The first case is not worthwhile to comment on. But the second has many and interesting extensions. Motivation is selfishness, fear of pain and effort, sensuality, and all of the alike. The main motivation is the strong will, which opposes to the reality that Man experiences as a being for thousands of years. In other words, I willingly choose to move against the nature of things. We can extend it even further, without mistaking, that I choose willingly to move against the Divine Will – since from there comes the definition of this reality. This constitutes hubris, but also insanity, as the ancient Greek Philosophers often put it. And we have seen this both in our daily lives and when studying the recorded Human History, that this attitude only generates havoc, through adventure, excesses, injustices, grabs, murders, disasters. Instead of accepting our common Human destiny and put a constant effort to do just good for the benefit of ourselves and of the whole, most people insist on walking the path of evilness and insanity.

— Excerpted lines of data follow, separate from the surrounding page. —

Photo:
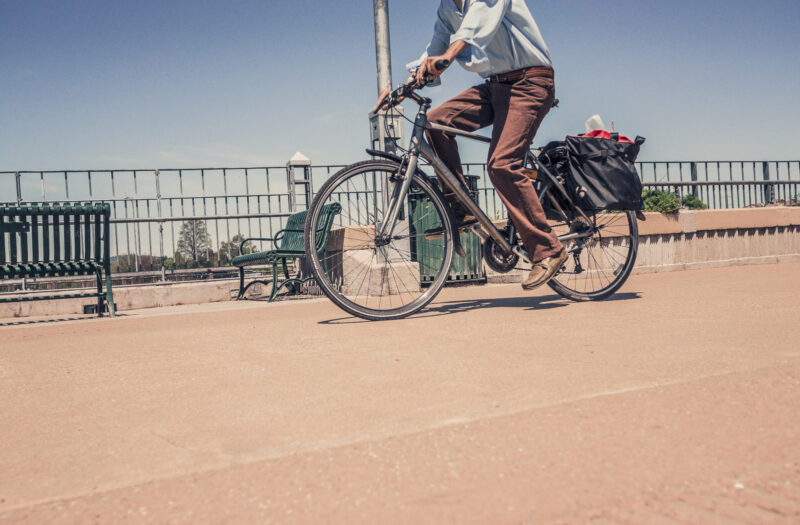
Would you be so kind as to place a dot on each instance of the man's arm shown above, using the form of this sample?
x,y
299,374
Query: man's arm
x,y
481,22
428,66
479,26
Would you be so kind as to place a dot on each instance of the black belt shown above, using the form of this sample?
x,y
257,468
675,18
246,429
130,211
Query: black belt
x,y
518,74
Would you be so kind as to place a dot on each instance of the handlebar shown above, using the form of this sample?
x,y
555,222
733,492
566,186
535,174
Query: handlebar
x,y
407,90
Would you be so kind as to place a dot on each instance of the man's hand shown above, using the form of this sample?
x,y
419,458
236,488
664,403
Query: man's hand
x,y
381,105
382,102
428,68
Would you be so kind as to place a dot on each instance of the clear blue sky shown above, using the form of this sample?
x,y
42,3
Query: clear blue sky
x,y
189,83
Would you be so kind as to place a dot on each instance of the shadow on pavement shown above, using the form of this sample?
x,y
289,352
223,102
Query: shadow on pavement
x,y
52,320
544,302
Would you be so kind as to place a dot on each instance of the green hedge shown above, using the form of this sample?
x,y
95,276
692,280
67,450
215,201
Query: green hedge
x,y
693,202
666,202
660,201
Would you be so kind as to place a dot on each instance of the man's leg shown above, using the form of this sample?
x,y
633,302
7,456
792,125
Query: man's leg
x,y
470,111
518,110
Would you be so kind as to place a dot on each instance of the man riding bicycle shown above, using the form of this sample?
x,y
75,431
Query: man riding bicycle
x,y
500,40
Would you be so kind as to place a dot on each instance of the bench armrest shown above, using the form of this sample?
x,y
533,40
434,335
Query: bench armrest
x,y
270,239
15,227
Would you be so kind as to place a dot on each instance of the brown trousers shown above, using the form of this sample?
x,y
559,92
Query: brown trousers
x,y
515,110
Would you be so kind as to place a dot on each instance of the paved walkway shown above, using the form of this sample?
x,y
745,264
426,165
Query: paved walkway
x,y
677,402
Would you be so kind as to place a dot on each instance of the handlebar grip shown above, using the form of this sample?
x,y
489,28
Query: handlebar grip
x,y
442,64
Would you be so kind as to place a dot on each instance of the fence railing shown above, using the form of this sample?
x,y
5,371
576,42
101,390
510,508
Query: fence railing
x,y
151,206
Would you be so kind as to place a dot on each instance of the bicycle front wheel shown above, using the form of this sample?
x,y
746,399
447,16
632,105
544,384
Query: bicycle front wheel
x,y
379,278
600,262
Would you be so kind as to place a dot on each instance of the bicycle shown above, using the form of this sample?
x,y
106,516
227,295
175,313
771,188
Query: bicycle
x,y
388,204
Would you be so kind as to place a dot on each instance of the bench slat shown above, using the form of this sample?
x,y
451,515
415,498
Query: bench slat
x,y
12,244
2,238
35,236
67,238
56,237
87,238
77,230
23,241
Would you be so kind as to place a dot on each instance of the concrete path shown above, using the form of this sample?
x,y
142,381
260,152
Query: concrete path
x,y
676,403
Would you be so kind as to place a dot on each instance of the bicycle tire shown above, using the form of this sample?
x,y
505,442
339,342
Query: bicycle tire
x,y
595,264
332,279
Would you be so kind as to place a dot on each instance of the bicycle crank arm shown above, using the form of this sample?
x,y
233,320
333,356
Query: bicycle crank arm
x,y
574,236
487,226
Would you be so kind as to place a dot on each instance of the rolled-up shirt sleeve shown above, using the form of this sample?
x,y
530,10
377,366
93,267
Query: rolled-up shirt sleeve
x,y
442,31
481,22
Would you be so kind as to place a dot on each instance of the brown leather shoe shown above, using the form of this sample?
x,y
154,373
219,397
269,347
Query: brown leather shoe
x,y
544,270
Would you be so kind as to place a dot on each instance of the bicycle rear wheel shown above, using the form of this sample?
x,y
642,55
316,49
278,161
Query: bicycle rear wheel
x,y
601,262
370,277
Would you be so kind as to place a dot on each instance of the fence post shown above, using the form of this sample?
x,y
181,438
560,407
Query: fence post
x,y
160,225
19,187
298,160
769,193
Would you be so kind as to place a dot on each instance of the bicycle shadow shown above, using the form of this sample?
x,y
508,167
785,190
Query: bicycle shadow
x,y
54,320
438,309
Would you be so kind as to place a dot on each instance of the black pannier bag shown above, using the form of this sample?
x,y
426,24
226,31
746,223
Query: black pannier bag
x,y
601,174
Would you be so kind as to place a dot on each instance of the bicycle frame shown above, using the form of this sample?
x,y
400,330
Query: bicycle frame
x,y
485,228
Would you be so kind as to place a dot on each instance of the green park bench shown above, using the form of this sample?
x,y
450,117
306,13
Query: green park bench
x,y
289,244
56,240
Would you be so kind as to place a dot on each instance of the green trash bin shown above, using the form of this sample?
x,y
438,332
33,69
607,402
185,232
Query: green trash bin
x,y
427,252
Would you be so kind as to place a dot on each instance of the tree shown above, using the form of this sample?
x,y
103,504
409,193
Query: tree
x,y
194,242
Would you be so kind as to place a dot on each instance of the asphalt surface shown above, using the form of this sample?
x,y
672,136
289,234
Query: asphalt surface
x,y
677,402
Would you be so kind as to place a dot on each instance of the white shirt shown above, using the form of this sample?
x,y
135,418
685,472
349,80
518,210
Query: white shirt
x,y
501,35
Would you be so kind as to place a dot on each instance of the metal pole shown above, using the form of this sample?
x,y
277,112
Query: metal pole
x,y
382,46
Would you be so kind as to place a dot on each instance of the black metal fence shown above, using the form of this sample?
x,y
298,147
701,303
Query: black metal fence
x,y
149,206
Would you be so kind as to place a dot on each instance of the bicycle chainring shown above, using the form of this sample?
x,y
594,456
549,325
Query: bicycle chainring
x,y
496,259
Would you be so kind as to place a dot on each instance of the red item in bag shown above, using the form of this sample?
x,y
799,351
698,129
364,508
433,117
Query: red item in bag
x,y
603,134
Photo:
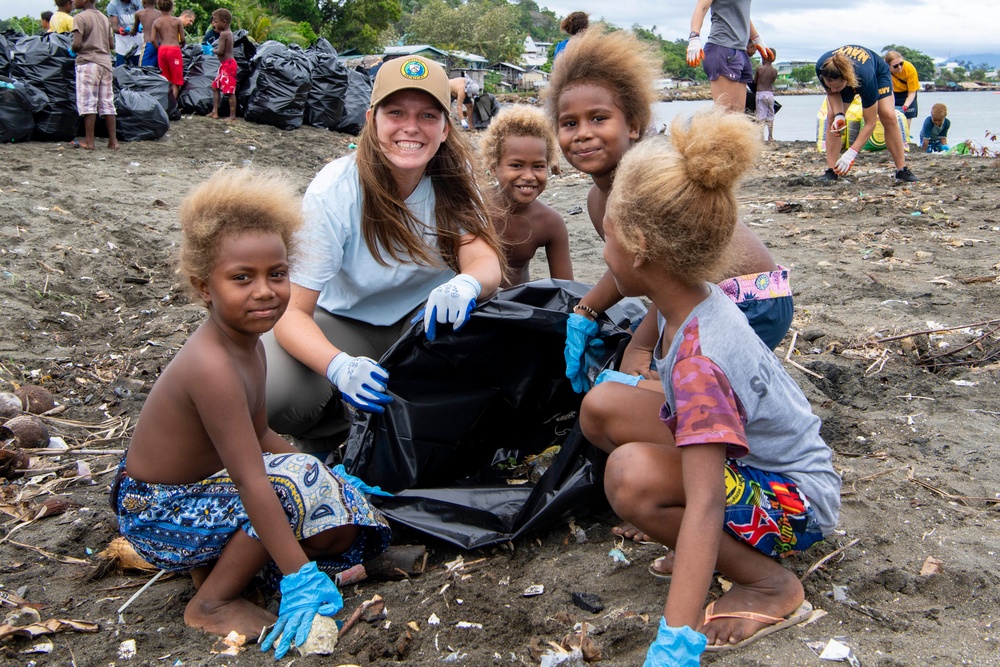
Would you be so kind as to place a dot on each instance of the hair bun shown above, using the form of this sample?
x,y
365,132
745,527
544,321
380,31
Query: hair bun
x,y
717,147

As for the third case, if a person has not been taught to think logically, he can hardly come up with similar choices and practices. Therefore, it is deeply a matter of proper education. Also, when a person is taught to be pious/godly, with all that this idea included for the ancient philosophers, he does not choose to commit evil, but he will always try for good. In our era, as we have repeatedly analyzed, not only piety is not cultivated from an early age, but not even Logic. Instead, people become addicted to all sorts of absurdities and unnatural (‘παρά φύσει’) activities, disregarding – if they do not fight Him furthermore- God and the Divine Things. The ending of all this ongoing illness each one of us can assume. According to Pindar and the other ancient Philosophers, we are awaiting havoc, disaster and a great deal of pain.